Communication Skills. By communication, we mean the ability to read, write, speak, and listen--to acquire and disseminate knowledge and ideas. Management leaders need the skill to read rapidly with high comprehension; to write clearly; to speak persuasively; and to listen effectively.

Political Skills. The political skills of negotiation, conflict resolution, and consensus building.

Motivation Skills. The cognitive and behavioral approaches to motivations and how to put that knowledge to use to get people to change their behavior.

Change-Management Skills. Management leaders are, if nothing else, change agents. To be effective, they must understand the human response to change and have the skills to implement change in a way that overcomes predictable resistance.

Trust-Building Skills. By expressing commitment, demonstrating self-confidence, sharing values, and demonstrating sensitivity, management leaders can learn the skills to foster trust.

Managing Discovery Skills. Management Leaders empower through delegation, holding people responsible and accountable for performance, building teams and facilitating employee problem solving.

Visioning Skills. Management leaders can learn how to visualize the future with their people.

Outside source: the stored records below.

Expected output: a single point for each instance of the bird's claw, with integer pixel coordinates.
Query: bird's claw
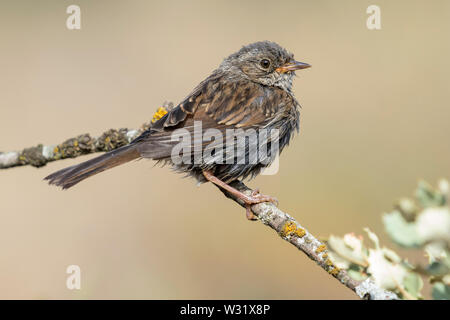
(256, 198)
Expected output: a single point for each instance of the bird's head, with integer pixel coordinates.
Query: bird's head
(263, 62)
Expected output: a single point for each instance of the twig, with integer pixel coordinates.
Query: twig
(286, 226)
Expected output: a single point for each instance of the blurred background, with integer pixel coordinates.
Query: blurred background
(374, 119)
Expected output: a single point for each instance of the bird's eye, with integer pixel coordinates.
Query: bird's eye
(265, 63)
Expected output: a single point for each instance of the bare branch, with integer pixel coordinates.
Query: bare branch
(285, 225)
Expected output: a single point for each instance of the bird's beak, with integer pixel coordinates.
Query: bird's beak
(292, 66)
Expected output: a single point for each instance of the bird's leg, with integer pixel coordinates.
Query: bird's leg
(249, 200)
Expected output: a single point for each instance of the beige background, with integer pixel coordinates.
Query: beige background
(375, 119)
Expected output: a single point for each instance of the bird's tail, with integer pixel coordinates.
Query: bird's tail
(70, 176)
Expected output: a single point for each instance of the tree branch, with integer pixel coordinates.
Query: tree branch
(285, 225)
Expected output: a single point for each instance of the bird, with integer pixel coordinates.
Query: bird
(251, 90)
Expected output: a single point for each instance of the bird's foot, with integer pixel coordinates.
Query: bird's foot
(254, 198)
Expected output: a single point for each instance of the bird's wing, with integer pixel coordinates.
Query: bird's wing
(218, 104)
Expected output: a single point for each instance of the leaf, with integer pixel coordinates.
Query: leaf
(401, 232)
(413, 284)
(441, 291)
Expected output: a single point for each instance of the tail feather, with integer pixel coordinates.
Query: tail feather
(70, 176)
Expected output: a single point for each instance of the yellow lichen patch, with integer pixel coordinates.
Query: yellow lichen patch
(288, 228)
(300, 232)
(161, 112)
(321, 248)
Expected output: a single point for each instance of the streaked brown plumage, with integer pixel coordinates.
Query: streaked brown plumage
(251, 89)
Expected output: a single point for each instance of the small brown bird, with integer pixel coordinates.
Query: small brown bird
(250, 90)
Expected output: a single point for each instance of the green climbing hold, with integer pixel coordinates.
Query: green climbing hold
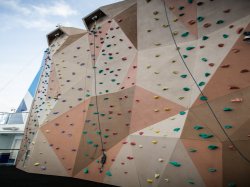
(186, 89)
(204, 59)
(176, 164)
(206, 136)
(207, 74)
(176, 129)
(183, 76)
(212, 170)
(190, 48)
(200, 19)
(201, 84)
(192, 150)
(228, 126)
(203, 98)
(225, 36)
(108, 173)
(212, 147)
(227, 109)
(85, 170)
(89, 142)
(198, 127)
(219, 22)
(182, 113)
(205, 38)
(185, 34)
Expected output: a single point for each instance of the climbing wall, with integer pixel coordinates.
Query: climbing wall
(162, 87)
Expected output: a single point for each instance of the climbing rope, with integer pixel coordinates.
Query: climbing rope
(209, 106)
(104, 157)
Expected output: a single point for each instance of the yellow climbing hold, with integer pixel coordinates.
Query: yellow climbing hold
(154, 142)
(150, 181)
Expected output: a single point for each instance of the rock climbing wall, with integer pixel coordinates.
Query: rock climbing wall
(162, 87)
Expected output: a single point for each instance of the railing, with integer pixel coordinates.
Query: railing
(13, 118)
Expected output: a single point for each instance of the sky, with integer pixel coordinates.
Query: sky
(24, 25)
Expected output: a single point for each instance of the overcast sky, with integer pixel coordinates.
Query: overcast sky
(24, 25)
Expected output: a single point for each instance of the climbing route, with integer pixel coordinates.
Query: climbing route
(154, 93)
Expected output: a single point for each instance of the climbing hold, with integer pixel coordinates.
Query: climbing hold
(225, 36)
(182, 113)
(205, 37)
(236, 100)
(186, 89)
(200, 19)
(212, 170)
(227, 109)
(154, 141)
(174, 163)
(192, 150)
(176, 129)
(85, 170)
(206, 136)
(37, 164)
(183, 76)
(198, 127)
(190, 48)
(160, 160)
(228, 126)
(108, 173)
(156, 97)
(185, 34)
(190, 181)
(212, 147)
(219, 22)
(157, 176)
(207, 74)
(231, 184)
(203, 98)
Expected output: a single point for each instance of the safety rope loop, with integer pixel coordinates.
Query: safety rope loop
(104, 156)
(196, 83)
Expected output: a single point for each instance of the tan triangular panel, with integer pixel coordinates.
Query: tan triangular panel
(114, 115)
(177, 175)
(43, 159)
(67, 129)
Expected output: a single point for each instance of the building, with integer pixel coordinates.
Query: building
(155, 93)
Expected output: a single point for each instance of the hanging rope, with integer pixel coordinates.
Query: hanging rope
(209, 106)
(104, 157)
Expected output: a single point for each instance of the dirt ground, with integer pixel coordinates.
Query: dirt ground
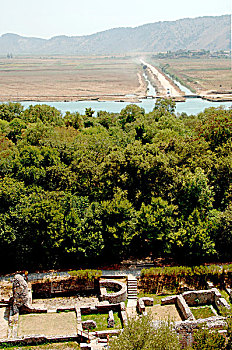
(48, 324)
(202, 74)
(69, 78)
(161, 312)
(54, 303)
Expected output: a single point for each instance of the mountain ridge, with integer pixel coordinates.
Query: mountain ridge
(207, 32)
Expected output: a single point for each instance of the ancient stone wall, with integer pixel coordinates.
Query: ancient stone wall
(115, 297)
(64, 286)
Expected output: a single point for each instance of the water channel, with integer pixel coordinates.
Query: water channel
(190, 106)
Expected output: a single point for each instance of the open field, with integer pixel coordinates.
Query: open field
(163, 312)
(47, 324)
(55, 346)
(201, 75)
(70, 78)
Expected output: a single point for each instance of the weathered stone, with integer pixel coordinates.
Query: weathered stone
(119, 295)
(21, 295)
(110, 320)
(148, 301)
(169, 300)
(223, 303)
(140, 306)
(89, 324)
(184, 309)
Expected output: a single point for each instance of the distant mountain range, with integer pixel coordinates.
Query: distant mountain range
(210, 33)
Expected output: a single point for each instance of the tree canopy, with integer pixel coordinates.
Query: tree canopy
(83, 188)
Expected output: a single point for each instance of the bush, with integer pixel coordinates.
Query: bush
(205, 339)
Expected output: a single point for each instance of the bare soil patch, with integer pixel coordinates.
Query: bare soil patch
(162, 312)
(69, 78)
(48, 324)
(54, 303)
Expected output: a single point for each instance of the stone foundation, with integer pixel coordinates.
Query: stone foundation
(119, 295)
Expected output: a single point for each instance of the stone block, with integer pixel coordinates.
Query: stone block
(148, 301)
(169, 300)
(89, 324)
(110, 320)
(223, 303)
(184, 308)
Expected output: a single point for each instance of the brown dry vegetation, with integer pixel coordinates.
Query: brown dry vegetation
(69, 78)
(202, 74)
(47, 324)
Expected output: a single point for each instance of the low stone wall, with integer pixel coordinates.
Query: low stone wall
(184, 309)
(195, 298)
(199, 297)
(142, 303)
(104, 309)
(116, 297)
(41, 289)
(39, 339)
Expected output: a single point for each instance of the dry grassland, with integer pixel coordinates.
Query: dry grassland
(50, 324)
(202, 74)
(69, 78)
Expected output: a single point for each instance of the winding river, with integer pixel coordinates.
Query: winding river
(190, 106)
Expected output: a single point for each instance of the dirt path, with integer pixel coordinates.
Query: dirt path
(169, 88)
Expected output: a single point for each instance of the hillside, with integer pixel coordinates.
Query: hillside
(210, 33)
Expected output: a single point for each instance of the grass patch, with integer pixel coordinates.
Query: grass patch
(101, 320)
(202, 312)
(49, 346)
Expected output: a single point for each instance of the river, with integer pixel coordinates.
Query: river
(190, 106)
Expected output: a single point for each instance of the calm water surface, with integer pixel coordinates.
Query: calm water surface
(191, 106)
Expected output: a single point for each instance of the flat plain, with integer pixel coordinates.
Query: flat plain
(201, 74)
(70, 78)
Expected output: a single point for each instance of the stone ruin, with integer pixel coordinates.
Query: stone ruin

Most of the training conducted to foster leadership in the late 1980s was either “awareness” training or “skills” training. Awareness training programs focused on exposing managers to the need for leadership, providing some common leadership vocabulary, providing an opportunity for mangers to assess their own leadership “style” or “potential” (using one of various types of survey instruments), and, not infrequently, providing a “leadership-building”, “trust-building” experience. The latter “touchy-feely” exercises garnered the companies providing such training considerable criticism from the press.

“Skills” trainers focused purely on behavior. Identify the behaviors exhibited by leaders, they reasoned, teach people the skills necessary to behave the way leaders do, and you’ll create leaders (or you will at least make the normal manager behave in a more “leader-like” fashion).

Both the “awareness” approach and “skills” approach to management leadership training had their advocates. However, what became evident in the late 1980s was that neither approach was sufficient to produce leaders, particularly if the training was “generic” and delivered out of the context in which the participants worked.

Leadership development comes with doing. By applying the learned skills on the job, guided by a coach or mentor, will lead to the ongoing development of management leadership. Mentors are friends, advisors, coaches, teachers, and exemplars. Organizations in the future will make every effort to place a potential management leader with a leader/mentor within (or even outside) the company. In effect, potential management leaders (and existing focused managers) will be expected to intern or apprentice with established leader role models.

As a constant learner the trained management leader will continue to fine tune his/her skills through study, doing, taking action, managing discovery and re-evaluating for continuous growth.